I have yet to do anything that was easy and obvious. I think if I was not semi technical minded,a tinkerer, and the help of these forums it would be even harder to do most everything I have working in my house.

Sorry I did not see your post earlier. Guess I read right past it.

To answer your questions:

  1. Depending on your wiring, and your requirements you could put either the GE fan switch or the GE light Dimmer switch in the wall box. I have done this in my house (light switch in wall box)
  2. You can put the Enerwave in the fan cowling. It is an on / off controller so you would only get those functions, depending on the room available in your fan and ceiling light box. You could stuff a GE fan switch in there. (which I did, was VERY tight but I got it in there) then you would have variable fan control vice only on / off.
  3. Not sure about mapping wiring as previously discussed. I have found not everything is the same when it comes to house wiring. You will need to verify your wiring and plan out your install using guides above and asking for help (with details) when stuck.
  4. yes you would pair whatever switch combination you chose to smartthings. You would then have control of them in that environment. We used the light more than the fan So that is why I put the light on the wall switch and fan in ceiling.
  5. depending which direction you go, you would wire it so that one smart switch would control each item. So one switch for light and one for fan. Each respective switch then controls it’s load of fan or light.

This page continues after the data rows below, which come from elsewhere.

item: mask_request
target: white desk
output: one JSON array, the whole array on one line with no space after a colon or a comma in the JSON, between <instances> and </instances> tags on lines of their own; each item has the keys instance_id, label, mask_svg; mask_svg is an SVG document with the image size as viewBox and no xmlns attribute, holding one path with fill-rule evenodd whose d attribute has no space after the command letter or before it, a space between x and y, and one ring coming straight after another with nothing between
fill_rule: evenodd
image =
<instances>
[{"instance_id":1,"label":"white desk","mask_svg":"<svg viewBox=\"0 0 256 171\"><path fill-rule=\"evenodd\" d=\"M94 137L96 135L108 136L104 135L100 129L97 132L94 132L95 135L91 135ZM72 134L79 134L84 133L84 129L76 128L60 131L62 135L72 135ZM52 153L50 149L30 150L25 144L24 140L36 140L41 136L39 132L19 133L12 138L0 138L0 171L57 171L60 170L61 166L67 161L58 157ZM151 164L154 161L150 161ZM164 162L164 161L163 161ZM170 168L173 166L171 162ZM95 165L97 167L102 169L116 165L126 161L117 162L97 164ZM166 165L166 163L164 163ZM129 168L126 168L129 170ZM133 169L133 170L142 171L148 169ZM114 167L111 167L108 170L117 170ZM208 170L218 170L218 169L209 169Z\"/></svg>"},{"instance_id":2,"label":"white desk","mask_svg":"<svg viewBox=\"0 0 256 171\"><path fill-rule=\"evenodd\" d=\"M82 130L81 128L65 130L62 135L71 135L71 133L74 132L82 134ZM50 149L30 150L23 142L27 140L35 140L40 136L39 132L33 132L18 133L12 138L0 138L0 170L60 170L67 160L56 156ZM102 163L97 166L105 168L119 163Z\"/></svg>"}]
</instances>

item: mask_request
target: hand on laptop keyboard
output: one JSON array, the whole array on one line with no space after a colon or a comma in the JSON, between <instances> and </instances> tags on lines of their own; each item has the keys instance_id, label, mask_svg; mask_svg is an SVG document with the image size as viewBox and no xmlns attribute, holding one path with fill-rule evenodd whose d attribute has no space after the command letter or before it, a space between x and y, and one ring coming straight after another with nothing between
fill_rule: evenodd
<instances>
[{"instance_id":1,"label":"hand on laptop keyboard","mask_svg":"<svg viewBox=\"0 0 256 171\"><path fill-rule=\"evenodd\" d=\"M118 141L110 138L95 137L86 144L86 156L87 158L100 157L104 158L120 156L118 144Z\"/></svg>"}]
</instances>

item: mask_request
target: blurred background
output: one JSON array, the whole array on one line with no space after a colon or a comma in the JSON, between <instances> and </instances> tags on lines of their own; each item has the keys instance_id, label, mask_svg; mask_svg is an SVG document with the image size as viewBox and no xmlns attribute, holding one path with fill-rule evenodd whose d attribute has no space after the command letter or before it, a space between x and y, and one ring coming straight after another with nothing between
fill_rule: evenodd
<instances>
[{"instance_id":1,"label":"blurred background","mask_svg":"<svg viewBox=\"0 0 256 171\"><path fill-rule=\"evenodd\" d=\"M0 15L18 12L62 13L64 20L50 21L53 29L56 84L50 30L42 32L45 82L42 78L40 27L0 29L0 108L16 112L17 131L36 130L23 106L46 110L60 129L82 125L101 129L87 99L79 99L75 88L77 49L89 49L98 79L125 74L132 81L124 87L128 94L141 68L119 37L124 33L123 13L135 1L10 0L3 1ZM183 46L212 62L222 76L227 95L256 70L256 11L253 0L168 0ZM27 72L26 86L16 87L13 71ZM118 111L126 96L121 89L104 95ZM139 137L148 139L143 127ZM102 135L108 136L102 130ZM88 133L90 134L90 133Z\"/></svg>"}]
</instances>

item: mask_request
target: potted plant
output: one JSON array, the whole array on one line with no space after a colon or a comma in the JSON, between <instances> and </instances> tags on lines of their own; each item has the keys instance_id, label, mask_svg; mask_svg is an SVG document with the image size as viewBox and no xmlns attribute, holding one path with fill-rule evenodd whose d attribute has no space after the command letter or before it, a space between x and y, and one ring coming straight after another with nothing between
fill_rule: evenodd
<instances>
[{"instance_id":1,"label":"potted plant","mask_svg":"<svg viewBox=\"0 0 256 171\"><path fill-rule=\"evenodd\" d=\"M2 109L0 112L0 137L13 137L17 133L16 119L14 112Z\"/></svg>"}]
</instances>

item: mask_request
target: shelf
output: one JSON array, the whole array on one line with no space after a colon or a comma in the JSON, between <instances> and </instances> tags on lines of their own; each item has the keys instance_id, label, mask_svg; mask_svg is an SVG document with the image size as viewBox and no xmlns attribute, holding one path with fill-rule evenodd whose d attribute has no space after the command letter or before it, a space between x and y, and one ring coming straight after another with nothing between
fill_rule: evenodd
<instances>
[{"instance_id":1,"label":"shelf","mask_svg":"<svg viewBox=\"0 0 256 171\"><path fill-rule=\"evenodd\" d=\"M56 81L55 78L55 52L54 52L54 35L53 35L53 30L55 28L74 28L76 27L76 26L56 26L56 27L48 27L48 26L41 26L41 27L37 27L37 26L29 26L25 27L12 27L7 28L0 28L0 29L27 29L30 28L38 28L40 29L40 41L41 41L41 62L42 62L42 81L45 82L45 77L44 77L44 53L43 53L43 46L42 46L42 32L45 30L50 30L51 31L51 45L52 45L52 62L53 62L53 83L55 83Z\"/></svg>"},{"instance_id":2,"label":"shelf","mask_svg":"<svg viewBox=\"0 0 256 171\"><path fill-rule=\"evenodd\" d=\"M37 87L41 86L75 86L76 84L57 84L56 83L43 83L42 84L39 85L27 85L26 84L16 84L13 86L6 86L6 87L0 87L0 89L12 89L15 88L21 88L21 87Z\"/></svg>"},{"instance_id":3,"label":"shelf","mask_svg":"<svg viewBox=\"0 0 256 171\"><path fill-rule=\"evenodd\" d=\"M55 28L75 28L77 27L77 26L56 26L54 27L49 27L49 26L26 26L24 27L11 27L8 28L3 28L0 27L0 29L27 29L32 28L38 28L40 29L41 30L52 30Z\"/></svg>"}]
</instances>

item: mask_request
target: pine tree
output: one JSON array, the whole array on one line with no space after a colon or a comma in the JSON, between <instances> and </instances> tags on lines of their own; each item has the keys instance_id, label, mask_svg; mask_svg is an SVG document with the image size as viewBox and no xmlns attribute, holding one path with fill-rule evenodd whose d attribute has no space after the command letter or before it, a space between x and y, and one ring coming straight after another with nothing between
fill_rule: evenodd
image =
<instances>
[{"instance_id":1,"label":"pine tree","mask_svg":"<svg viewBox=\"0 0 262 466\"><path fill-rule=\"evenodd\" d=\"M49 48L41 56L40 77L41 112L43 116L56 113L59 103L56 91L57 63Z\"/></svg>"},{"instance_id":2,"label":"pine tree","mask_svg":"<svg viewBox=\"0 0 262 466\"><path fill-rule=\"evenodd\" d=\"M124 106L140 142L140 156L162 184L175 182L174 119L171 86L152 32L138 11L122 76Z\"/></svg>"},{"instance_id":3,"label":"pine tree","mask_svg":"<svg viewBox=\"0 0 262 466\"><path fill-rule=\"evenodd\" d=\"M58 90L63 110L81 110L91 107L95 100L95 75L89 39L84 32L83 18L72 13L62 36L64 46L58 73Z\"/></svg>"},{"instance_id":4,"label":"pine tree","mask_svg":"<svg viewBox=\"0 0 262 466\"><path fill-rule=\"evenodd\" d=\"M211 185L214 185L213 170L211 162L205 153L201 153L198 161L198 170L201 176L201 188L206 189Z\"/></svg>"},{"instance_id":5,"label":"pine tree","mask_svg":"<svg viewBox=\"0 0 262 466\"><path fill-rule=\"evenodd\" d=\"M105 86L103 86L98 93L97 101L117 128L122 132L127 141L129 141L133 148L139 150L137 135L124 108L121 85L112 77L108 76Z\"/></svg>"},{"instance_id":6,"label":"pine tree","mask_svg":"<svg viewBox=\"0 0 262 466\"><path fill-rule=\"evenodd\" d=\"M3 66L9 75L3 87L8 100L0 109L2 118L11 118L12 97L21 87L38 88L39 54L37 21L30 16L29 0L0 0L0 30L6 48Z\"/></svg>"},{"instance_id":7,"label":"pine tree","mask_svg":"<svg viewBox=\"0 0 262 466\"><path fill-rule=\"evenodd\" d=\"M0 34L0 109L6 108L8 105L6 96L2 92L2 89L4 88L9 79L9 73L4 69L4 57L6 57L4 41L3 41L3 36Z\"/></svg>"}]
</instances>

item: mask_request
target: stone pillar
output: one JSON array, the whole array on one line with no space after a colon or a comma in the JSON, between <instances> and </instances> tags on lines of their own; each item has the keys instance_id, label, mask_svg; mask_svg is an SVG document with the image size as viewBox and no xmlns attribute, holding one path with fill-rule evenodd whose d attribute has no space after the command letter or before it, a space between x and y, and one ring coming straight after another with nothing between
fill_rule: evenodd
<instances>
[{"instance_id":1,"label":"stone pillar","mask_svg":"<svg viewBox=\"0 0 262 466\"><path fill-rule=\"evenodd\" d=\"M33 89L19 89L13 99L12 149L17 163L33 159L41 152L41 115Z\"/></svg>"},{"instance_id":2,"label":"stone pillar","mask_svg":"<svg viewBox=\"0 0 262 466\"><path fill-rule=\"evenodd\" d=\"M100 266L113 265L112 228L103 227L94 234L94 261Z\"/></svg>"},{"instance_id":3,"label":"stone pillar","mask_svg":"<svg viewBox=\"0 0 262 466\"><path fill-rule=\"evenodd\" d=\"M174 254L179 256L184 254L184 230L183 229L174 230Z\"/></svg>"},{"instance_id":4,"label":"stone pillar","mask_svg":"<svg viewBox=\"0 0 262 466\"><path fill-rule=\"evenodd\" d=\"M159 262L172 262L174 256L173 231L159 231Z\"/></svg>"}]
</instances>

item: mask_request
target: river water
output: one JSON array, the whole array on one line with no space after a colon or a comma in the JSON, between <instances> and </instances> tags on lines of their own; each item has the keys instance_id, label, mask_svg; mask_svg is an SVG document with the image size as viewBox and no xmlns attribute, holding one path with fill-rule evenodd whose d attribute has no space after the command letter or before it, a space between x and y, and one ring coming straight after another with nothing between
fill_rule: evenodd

My fan has a separate wire exiting it for hookup purposes 1 for the fan and 1 for the light. From what I have read on the forum some fans do not. They have a single fan and are wired internally to the light and fan. Also in my situation I had the line power located in the overhead box under the fan. So it was readily available for use.

I felt comfortable wiring my fan / light combo how I did. I actually have my light on a 3 way circuit with 2 switches on opposite walls. My fan is now only controllable from something connected to smartthings like phone,button controller, Alexa ect… That is not a big deal for us since we don’t use that fan alot and we previously had to use one of those RF controllers to use the fan before. So we are in the habit of grabbing something to turn on the fan anyway.

The whole putting one switch in the ceiling light box is discussed alot on the forum. For both the fan / combination or just lights where the power source (line) in the the overhead light box.

I just finished installing 2 of these Enerwave switches in 2 of my ceiling lights box due to the power in overhead issue. Vice putting the Enerwave in the wall light box behind the switch.

Like I said in the previous post, a single device designed exactly for fan / light control does not exist. I don’t understand why someone has not developed and made this yet. Seems like a no brainer that would sell itself. There must be some issue that we as consumers are unaware of that prevents this. Until then we are stuck either pulling new wires, stuffing switches behind things, or waiting for something to get made that is indeed Zwave and easy to install like the current RF controllers you can buy anywhere.

Hope that answers your questions.

You could not have said it any better! I envision something like a one paddle switch that has two zwave chips; one to control fan oscillator speed and one for light dimmer capability. Then of course we have the zwave classification as well to content with on the standards body. I can’t imagine nobody is working on this they have they aeon and zeus power strip but of course that is just a toggle off condition.